Kate was a good mathematician and when she was through with high school, I went to work and I was friends with this lady engineer and I thought, 'Kate, why don't you become an engineer because two of her cousins were going to McGill for engineering.' So she went to McGill and took two years' engineering. Then her father died, and then I said, 'well Kate, I think I'll get you a job for the summer,' which I did, in the engineering department. I think she was a draftswoman. I think she told me she had done--what--6,000 screws, you know, that she had drawn. At the end, when it came time to go back to the university, she said I don't want to be an engineer.

GC: Was she performing already by that time?

GABBY: They always performed, yeah, they were singing.

GC: Did Anna perform as much as Kate?

GABBY: In those days, yes, they both performed.

GC: Then Anna went mostly into songwriting. She told me that she wrote her first song when Kate was (working) with another girl.

GABBY: With Roma. It's quite possible. But they always performed. (Martha crying again) They always had a guitar. I remember my father, one Christmas, bought them guitars that came from Ottawa. And when they saw the guitars, they threw them down. They said 'these are Westerns! We don't want these!' And my poor father, this was a Christmas present. My father was sitting there, he looked at them and said, 'well... We'd bought them wholesale, couldn't return them to Ottawa.' So I said, 'now what are we gonna do.' They said 'well, we want no part of these.' So I had a friend and I phoned her and she knew all the young people on the street so she got two boys, she told them about these guitars and she told them, 'You know how you can get them for the price they paid for them.' And these two kids hot-fotted it over to my place, bought the guitars, and then I gave the girls the money and they went down to Craig Street to the second-hand dealers and bought the type they wanted. You know, the Spanish guitars. They didn't warn the Western. I was furious!

GC: And you've always been friendly with the people that they've worked with? I was so impressed when one came in and acted as though you were their mother or something. It was like everyone was chums with you.

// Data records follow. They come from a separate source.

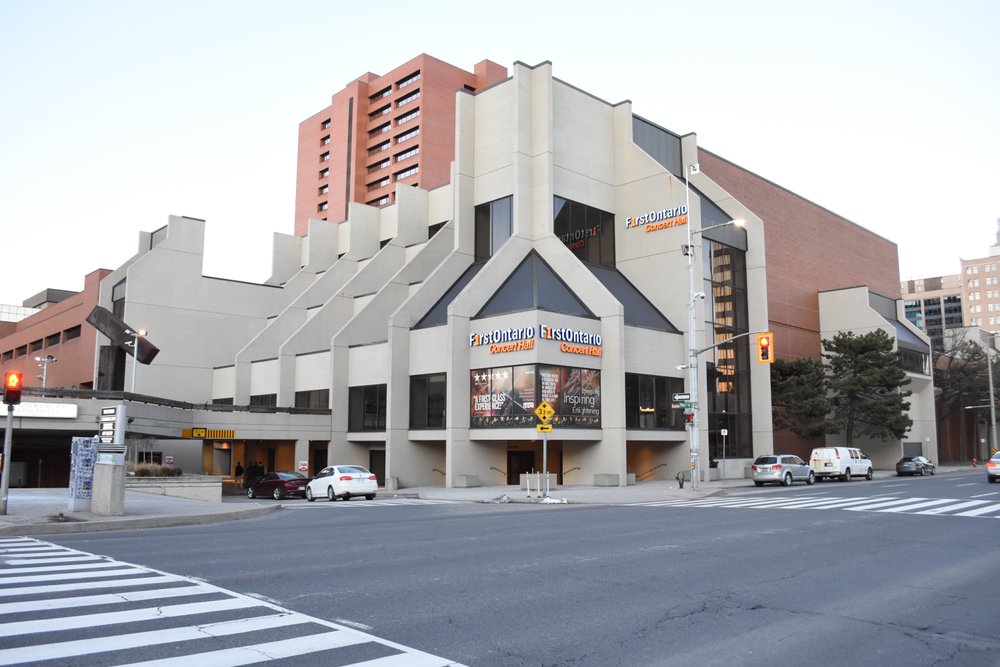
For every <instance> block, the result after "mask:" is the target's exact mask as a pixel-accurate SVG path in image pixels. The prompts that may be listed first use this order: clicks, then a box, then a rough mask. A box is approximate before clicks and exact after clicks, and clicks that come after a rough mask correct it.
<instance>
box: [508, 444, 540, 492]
mask: <svg viewBox="0 0 1000 667" xmlns="http://www.w3.org/2000/svg"><path fill="white" fill-rule="evenodd" d="M534 467H535V453H534V452H524V451H508V452H507V484H509V485H511V486H516V485H520V483H521V473H529V472H531V471H532V469H533V468H534Z"/></svg>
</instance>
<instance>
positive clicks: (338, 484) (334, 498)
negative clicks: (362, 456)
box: [306, 465, 378, 502]
mask: <svg viewBox="0 0 1000 667" xmlns="http://www.w3.org/2000/svg"><path fill="white" fill-rule="evenodd" d="M377 491H378V478H377V477H376V476H375V475H373V474H372V473H371V472H370V471H369V470H368V469H366V468H362V467H361V466H350V465H337V466H330V467H328V468H323V469H322V470H320V471H319V474H318V475H316V476H315V477H313V478H312V479H311V480H309V483H308V484H306V500H308V501H309V502H312V501H314V500H316V499H317V498H319V497H320V496H326V497H327V499H328V500H331V501H333V500H336V499H337V498H341V499H343V500H350V499H351V497H353V496H364V497H365V498H367V499H368V500H374V499H375V493H376V492H377Z"/></svg>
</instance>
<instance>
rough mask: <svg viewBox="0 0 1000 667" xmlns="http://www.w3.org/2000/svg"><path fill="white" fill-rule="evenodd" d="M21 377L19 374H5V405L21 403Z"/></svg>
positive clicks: (4, 382) (4, 377)
mask: <svg viewBox="0 0 1000 667" xmlns="http://www.w3.org/2000/svg"><path fill="white" fill-rule="evenodd" d="M22 380H23V377H22V375H21V374H20V373H7V374H6V375H5V376H4V379H3V402H4V403H6V404H7V405H17V404H18V403H20V402H21V382H22Z"/></svg>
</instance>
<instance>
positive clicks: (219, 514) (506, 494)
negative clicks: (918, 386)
mask: <svg viewBox="0 0 1000 667" xmlns="http://www.w3.org/2000/svg"><path fill="white" fill-rule="evenodd" d="M937 472H938V474H939V475H942V474H951V473H959V472H975V473H976V474H977V475H980V474H982V475H985V472H984V470H983V468H976V469H973V468H968V467H965V466H945V467H939V468H938V471H937ZM889 478H895V472H893V471H888V470H880V471H877V472H876V473H875V479H876V480H879V479H881V480H885V479H889ZM831 483H832V482H823V483H820V484H817V485H815V486H813V487H812V488H813V489H822V488H824V486H825V485H827V484H831ZM852 483H855V484H864V482H863V481H860V480H859V481H856V482H852ZM795 486H796V488H798V487H801V486H804V485H801V484H796V485H795ZM754 489H756V487H755V486H754V484H753V482H752V481H751V480H749V479H727V480H715V481H710V482H701V483H700V484H699V488H698V489H693V488H692V487H691V483H690V482H685V483H684V488H683V489H682V488H680V487H679V486H678V484H677V482H676V481H674V480H671V481H655V482H639V483H637V484H635V485H633V486H627V487H620V486H563V487H557V488H552V489H550V490H549V498H548V500H545V499H544V498H541V497H539V494H538V492H537V491H536V490H535V489H534V488H532V492H531V495H530V496H529V495H528V492H527V491H526V490H524V489H521V488H519V487H517V486H477V487H471V488H451V489H448V488H445V487H438V486H424V487H412V488H404V489H400V490H399V491H396V492H392V491H379V494H378V497H379V498H381V499H388V498H420V499H423V500H461V501H467V502H481V503H509V502H515V503H543V502H547V503H560V504H562V503H568V504H574V505H576V504H600V505H621V504H625V503H646V502H655V501H657V500H667V499H677V498H703V497H706V496H714V495H725V494H726V493H729V492H750V491H752V490H754ZM283 502H284V503H300V502H305V501H304V500H288V501H283ZM283 502H277V501H273V500H266V499H261V500H250V499H248V498H247V497H246V496H245V495H242V494H240V495H235V494H228V495H223V498H222V502H221V503H219V502H205V501H199V500H188V499H185V498H173V497H170V496H161V495H155V494H148V493H141V492H139V491H126V492H125V514H124V515H123V516H103V515H98V514H94V513H92V512H70V511H69V510H68V506H69V490H68V489H9V491H8V496H7V514H6V515H0V536H5V535H54V534H65V533H83V532H92V531H99V530H132V529H137V528H162V527H166V526H184V525H196V524H208V523H220V522H223V521H235V520H238V519H246V518H252V517H258V516H264V515H266V514H270V513H272V512H278V511H280V510H281V509H282V504H283ZM352 502H363V501H359V500H355V501H352ZM376 502H377V501H376Z"/></svg>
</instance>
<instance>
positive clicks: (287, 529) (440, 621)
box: [0, 472, 1000, 667]
mask: <svg viewBox="0 0 1000 667" xmlns="http://www.w3.org/2000/svg"><path fill="white" fill-rule="evenodd" d="M287 506H288V507H289V509H287V510H286V511H282V512H279V513H277V514H274V515H271V516H268V517H263V518H259V519H251V520H246V521H240V522H234V523H230V524H222V525H212V526H198V527H185V528H169V529H156V530H145V531H121V532H109V533H89V534H80V535H59V536H53V537H52V538H45V537H41V538H39V539H40V540H42V541H43V542H50V543H54V544H57V545H62V546H64V547H67V548H70V549H74V550H79V551H82V552H86V553H89V554H98V555H102V556H108V557H111V558H114V559H116V560H118V561H124V562H126V563H130V564H136V565H141V566H144V567H147V568H152V569H155V570H159V571H161V572H162V573H169V574H171V575H177V576H179V577H183V578H189V579H191V580H194V581H195V583H199V582H203V583H204V584H207V585H210V586H213V587H218V588H219V589H222V590H224V591H230V592H232V593H233V594H234V595H235V596H236V597H238V598H239V599H244V598H252V599H253V600H258V601H261V602H262V603H264V604H267V605H273V606H277V607H280V608H283V609H288V610H291V611H293V612H295V613H296V614H300V615H305V616H307V617H312V618H313V619H317V620H318V624H319V625H322V624H323V623H332V624H336V625H337V626H338V627H342V628H351V629H354V630H357V631H358V632H360V633H364V634H365V635H366V636H367V635H371V636H373V637H375V638H377V639H379V640H383V641H385V642H387V643H390V644H392V645H399V646H402V647H406V648H407V649H408V650H412V651H414V653H413V654H412V655H411V654H407V653H402V654H399V655H398V656H395V658H394V659H396V660H399V661H398V662H392V663H391V664H431V663H424V662H419V660H422V659H424V658H423V657H418V656H423V654H422V653H419V652H424V653H426V654H430V655H433V656H443V657H444V658H446V659H447V660H451V661H455V662H456V663H461V664H465V665H470V666H473V665H497V666H507V665H574V666H581V665H587V666H590V665H689V664H697V665H800V664H803V663H806V662H815V663H818V664H852V665H859V666H860V665H878V666H880V667H881V666H887V665H900V666H902V665H907V666H913V665H948V666H953V667H954V666H959V665H970V666H971V665H998V664H1000V614H998V613H997V611H998V610H997V603H996V602H995V597H996V595H995V591H993V590H992V589H993V586H992V585H991V584H992V580H991V579H990V576H989V575H990V574H991V573H992V572H993V571H994V570H995V560H996V553H997V548H998V547H1000V537H998V535H1000V525H998V523H997V522H996V518H997V517H1000V489H998V488H997V487H996V485H991V484H987V483H986V480H985V475H984V474H982V473H979V472H969V473H959V474H953V475H938V476H935V477H926V478H920V477H917V478H890V479H885V480H881V481H878V480H877V481H854V482H849V483H838V482H824V483H821V484H816V485H813V486H805V485H796V486H793V487H789V488H782V487H765V488H761V489H756V488H753V487H752V486H748V487H747V488H745V489H744V488H742V487H741V488H739V489H734V490H731V491H730V492H729V493H728V494H726V495H725V496H719V497H711V498H704V499H701V500H699V501H690V502H687V501H683V500H673V501H670V502H664V503H646V504H643V505H633V506H602V505H533V504H503V505H494V504H480V503H432V502H425V501H406V502H399V501H392V500H388V499H386V500H381V499H380V500H375V501H371V502H368V501H363V500H355V501H351V502H348V503H345V502H337V503H327V502H323V501H319V502H316V503H305V502H304V501H290V502H288V503H287ZM6 567H7V566H6V565H4V568H5V569H6ZM5 569H0V591H5V592H4V596H5V597H4V598H3V600H2V602H5V603H6V602H11V601H13V600H19V599H20V598H18V597H16V596H15V595H14V593H12V592H11V590H10V589H9V588H7V582H9V581H10V577H11V576H14V575H9V574H7V573H6V571H5ZM93 576H94V577H97V575H93ZM97 578H98V579H99V577H97ZM65 581H72V575H70V578H68V579H66V580H65ZM91 581H93V579H91ZM10 586H13V584H10ZM67 595H69V593H66V592H62V593H58V594H56V596H57V597H59V596H61V597H65V596H67ZM12 596H13V597H12ZM44 597H47V595H44V594H40V593H39V594H35V595H32V596H29V597H28V601H29V602H30V601H33V600H36V601H37V600H41V599H42V598H44ZM162 604H163V605H164V606H165V605H168V604H174V603H173V602H172V601H170V600H165V601H163V603H162ZM164 608H166V607H164ZM18 609H19V611H17V612H16V613H13V612H12V613H9V614H0V623H2V624H4V625H6V624H8V623H13V622H24V621H32V620H38V619H41V618H45V619H50V618H52V617H53V615H58V612H54V611H51V610H49V611H30V610H27V609H25V608H18ZM28 609H30V605H29V607H28ZM0 611H2V609H0ZM91 611H93V612H94V613H98V612H101V611H106V610H104V608H103V607H95V608H94V609H93V610H91ZM73 613H75V614H79V613H81V612H80V611H79V610H76V611H74V612H73ZM213 618H214V617H213V616H212V615H211V612H206V616H205V621H206V622H211V621H212V620H213ZM112 620H113V621H114V622H110V621H109V623H108V624H107V625H103V626H101V627H98V628H96V629H94V630H92V631H91V632H90V633H89V634H87V633H85V634H84V635H80V637H83V636H86V637H90V638H97V639H99V638H102V637H110V636H117V635H121V634H127V633H135V632H139V631H142V630H143V629H144V625H143V624H144V623H146V622H152V621H145V620H137V621H136V622H127V621H121V622H119V621H117V620H114V619H112ZM3 627H4V626H0V631H2V628H3ZM66 632H70V633H71V635H72V637H73V638H79V637H78V636H77V635H75V634H72V633H74V632H75V633H80V632H81V631H80V630H71V631H66ZM0 636H3V637H4V639H3V641H2V642H0V647H7V646H11V644H10V643H8V642H9V638H8V637H7V636H6V635H0ZM61 641H65V639H64V638H62V637H61V636H60V633H59V632H57V631H53V632H52V633H51V636H46V633H42V634H40V635H33V636H29V638H28V639H27V640H25V639H23V638H22V639H20V640H19V642H20V643H18V644H16V645H17V646H25V645H30V644H31V642H35V643H36V644H37V645H44V644H49V643H54V642H61ZM201 641H202V642H204V641H205V640H201ZM26 642H27V643H26ZM142 650H143V651H144V652H143V653H141V654H128V655H127V660H126V661H127V662H132V661H136V660H138V659H140V658H138V657H137V656H138V655H141V656H142V658H141V659H144V660H148V659H157V658H164V657H167V656H170V655H173V653H171V650H173V649H172V647H171V646H170V645H163V646H151V647H148V648H145V649H142ZM180 650H181V651H182V653H183V652H184V651H187V652H190V650H189V649H180ZM199 650H202V649H199ZM206 650H210V649H206ZM323 650H334V651H335V649H323ZM323 650H320V652H317V653H315V654H314V655H312V656H310V655H305V656H303V657H301V658H298V659H297V661H296V662H294V664H306V663H310V664H323V665H325V664H336V665H348V664H362V663H363V662H364V661H365V660H372V659H375V658H378V657H380V656H381V655H383V654H382V653H379V652H378V651H376V652H375V653H372V654H371V655H366V654H362V653H359V654H357V655H356V656H354V657H351V656H350V655H347V654H336V655H337V657H334V653H324V652H323ZM380 650H381V649H380ZM385 650H389V649H385ZM392 650H393V651H395V649H392ZM383 653H384V651H383ZM0 655H2V654H0ZM101 656H102V654H100V653H98V654H95V655H92V656H91V657H90V658H89V659H88V660H87V662H86V664H88V665H96V664H120V663H118V662H115V661H113V660H110V659H109V660H107V661H104V662H102V659H103V658H102V657H101ZM408 656H410V657H408ZM189 657H191V656H189ZM116 659H117V658H116ZM384 659H387V658H384ZM289 660H293V659H292V658H289ZM407 660H411V661H410V662H407ZM447 660H445V661H441V662H438V663H434V664H442V665H444V664H449V663H448V662H447ZM0 662H3V661H2V660H0ZM4 664H7V663H4ZM42 664H53V665H54V664H66V665H70V664H81V663H80V661H74V660H73V659H72V658H63V659H59V660H54V661H52V662H51V663H49V662H46V663H42ZM190 664H193V663H190ZM233 664H238V663H233ZM288 664H293V663H292V662H289V663H288ZM378 664H383V663H378ZM384 664H390V663H388V662H387V663H384Z"/></svg>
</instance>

GABBY: All the crowd used to come up to Saint-Sauveur and they'd sit in the back there and they'd all sing their hearts out.

GC: I think when Peter (Weldon, who was in a '60's band with Kate and Anna) came in, you said something about him that turned out to be so true. Something offhand like 'Well Peter, you were always a ladies man, that's why so and so, you know' and he acted as though he'd heard that from you before.

GABBY: Oh yes. He's a very nice person, Peter. Very nice. And Kate was engaged to his brother Christopher, who was an engineer. I think maybe that was one reason she went in for engineering. And then after two years, she said 'I don't want to be an engineer; I don't want to go to University.' I said 'Look, you've got two years in there. Now you take a course with the subjects that you have already taken.' She said 'Well, all I can do is science.' So, she went in and took a degree in science. And when she was through, she came back and she said, 'Well, here's the sheepskin.' And I said 'Kate, you know, in ten years, you will be so happy that you took this.' She said, 'In ten years, Mother, what I know will be obsolete.' That was the last time I told my children what to do.